Alabama Rules of Civil Procedure
II. Commencement of action; service of process, pleadings, motions, and orders
Rule 4.2. Process. Basis for and methods of out-of-state service
(a) In-state service. All process may be served anywhere in this state and, when authorized by law or by these rules, may be served outside this state.
(b) Basis for out-of-state service. An appropriate basis exists for service of process outside of this state upon a person or entity in any action in this state when the person or entity has such contacts with this state that the prosecution of the action against the person or entity in this state is not inconsistent with the constitution of this state or the Constitution of the United States; or, the person or entity is sued in the capacity of guardian of a ward, or executor, administrator, or other personal representative of an estate, for the acts or omissions of a decedent or ward, and the person or entity so sued does not otherwise have sufficient contacts with this state in that capacity, but the decedent or ward would have been deemed to have sufficient contacts with this state if the action could have been maintained against the decedent or ward.
(dc) District court rule. Rule 4.2 applies in the district courts.
[Adopted 10-14-76, eff. 1-16-77; Amended eff. 10-1-95; Amended eff. 8-1-2004.]
Committee Comments on 1977, Complete Revision
Committee Comments on Complete Revision to Rules 4, 4.1, 4.2, 4.3, and 4.4, effective August 1, 2004
Committee Comments to Amendment to Rule 4.2 Effective August 1, 2004
This rule has been completely rewritten and now combines the provisions for territorial limits of service. New subdivision 4.2(a) was formerly Rule 4(b). Subdivision 4.2(b) is taken from former 4.2(a)(1)(B). New 4.2(b) is, in effect, Alabama’s “long-arm statute.” The structure of former 4.2 included a “laundry list” of types of conduct that would subject an out-of-state defendant to personal jurisdiction in Alabama, as well as containing the “catchall” clause now contained in new 4.2(b). Because the “catchall” clause has consistently been interpreted to go to the full extent of federal due process, see, for example, Martin v. Robbins, 628 So.2d 614, 617 (Ala.1993), it is no longer necessary to retain the “laundry list” in the text of the Rule.
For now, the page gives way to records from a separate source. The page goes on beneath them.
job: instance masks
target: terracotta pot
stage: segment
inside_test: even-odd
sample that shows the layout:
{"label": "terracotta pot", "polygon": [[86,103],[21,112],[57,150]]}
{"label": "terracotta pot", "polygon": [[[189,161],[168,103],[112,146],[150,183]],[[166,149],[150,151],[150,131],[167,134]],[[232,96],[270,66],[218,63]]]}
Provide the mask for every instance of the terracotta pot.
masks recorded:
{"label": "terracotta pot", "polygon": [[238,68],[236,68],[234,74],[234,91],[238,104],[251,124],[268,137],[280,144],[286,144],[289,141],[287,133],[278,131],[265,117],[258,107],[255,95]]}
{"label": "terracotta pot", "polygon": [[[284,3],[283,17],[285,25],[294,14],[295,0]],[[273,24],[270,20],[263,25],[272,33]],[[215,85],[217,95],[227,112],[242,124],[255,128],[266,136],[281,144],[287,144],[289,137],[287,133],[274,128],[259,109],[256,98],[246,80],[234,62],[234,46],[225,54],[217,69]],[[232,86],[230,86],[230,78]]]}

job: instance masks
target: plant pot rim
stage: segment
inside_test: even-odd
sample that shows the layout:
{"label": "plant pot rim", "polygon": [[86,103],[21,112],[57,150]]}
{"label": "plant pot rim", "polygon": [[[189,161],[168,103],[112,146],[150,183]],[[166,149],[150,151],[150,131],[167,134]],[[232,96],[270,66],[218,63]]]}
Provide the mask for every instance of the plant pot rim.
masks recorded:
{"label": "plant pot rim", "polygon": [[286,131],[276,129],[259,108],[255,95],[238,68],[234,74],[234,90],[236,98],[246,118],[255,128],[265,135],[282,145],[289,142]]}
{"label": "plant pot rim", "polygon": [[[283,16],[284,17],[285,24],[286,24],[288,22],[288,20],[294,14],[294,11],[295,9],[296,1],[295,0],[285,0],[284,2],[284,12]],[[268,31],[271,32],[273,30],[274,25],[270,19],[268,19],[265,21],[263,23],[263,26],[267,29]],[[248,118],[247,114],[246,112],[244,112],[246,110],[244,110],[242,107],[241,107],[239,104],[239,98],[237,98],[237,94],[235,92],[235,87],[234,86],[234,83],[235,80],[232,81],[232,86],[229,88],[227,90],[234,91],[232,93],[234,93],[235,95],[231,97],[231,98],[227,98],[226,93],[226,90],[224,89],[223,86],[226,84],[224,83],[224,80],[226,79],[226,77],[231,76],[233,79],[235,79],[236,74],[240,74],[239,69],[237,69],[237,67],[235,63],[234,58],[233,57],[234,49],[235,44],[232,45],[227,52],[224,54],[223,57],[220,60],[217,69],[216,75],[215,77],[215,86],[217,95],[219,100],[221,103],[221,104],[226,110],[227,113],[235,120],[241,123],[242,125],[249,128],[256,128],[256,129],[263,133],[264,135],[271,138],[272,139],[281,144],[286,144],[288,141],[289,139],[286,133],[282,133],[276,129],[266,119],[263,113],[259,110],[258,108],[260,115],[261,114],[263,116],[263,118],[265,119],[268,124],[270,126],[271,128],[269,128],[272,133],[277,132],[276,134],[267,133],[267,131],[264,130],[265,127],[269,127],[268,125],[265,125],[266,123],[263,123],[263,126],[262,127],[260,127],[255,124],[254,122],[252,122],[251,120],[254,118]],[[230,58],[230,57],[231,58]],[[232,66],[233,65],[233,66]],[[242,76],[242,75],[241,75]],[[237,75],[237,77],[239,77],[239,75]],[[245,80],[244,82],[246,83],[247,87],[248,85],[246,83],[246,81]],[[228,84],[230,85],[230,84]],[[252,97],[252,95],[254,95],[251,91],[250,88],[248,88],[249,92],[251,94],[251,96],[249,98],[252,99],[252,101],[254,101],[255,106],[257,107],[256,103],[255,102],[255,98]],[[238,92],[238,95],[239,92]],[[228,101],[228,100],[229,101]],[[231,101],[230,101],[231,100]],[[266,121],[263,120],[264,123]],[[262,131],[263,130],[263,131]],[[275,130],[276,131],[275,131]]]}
The so-called “laundry list,” former Rule 4.2(a)(2)(A)-(H), read as follows:
“(2) SUFFICIENT CONTACTS. A person has sufficient contacts with the state when that person, acting directly or by agent, is or may be legally responsible as a consequence of that person’s:
“(A) transacting any business in this state;
“(B) contracting to supply services or goods in this state;
“(C) causing tortious injury or damage by an act or omission in this state including but not limited to actions arising out of the ownership, operation or use of a motor vehicle, aircraft, boat or watercraft in this state;
“(D) causing tortious injury or damage in this state by an act or omission outside this state if the person regularly does or solicits business, or engages in any other persistent course of conduct or derives substantial revenue from goods used or consumed or services rendered in this state;
“(E) causing injury or damage in this state to any person by breach of warranty expressly or impliedly made in the sale of goods outside this state when the person might reasonably have expected such other person to use, consume, or be affected by the goods in this state, provided that the person also regularly does or solicits business, or engages in any other persistent course of conduct, or derives substantial revenue from goods used or consumed or services rendered in this state;
“(F) having an interest in, using, or possessing real property in this state;
“(G) contracting to insure any person, property, or risk located within this state at the time of contracting; “(H) living in the marital relationship within this state notwithstanding subsequent departure from this state, as to all obligations arising from alimony, custody, child support, or property settlement, if the other party to the marital relationship continues to reside in this state. …”
Note from the reporter of decisions: The order amending Rules 4, 4.1, 4.2, 4.3, 4.4, 6(a), 7(b)(2), 17(a), 22(c), and 26(b), Alabama Rules of Civil Procedure, effective August 1, 2004, is published in that volume of Alabama Reporter that contains Alabama cases from 867 So.2d.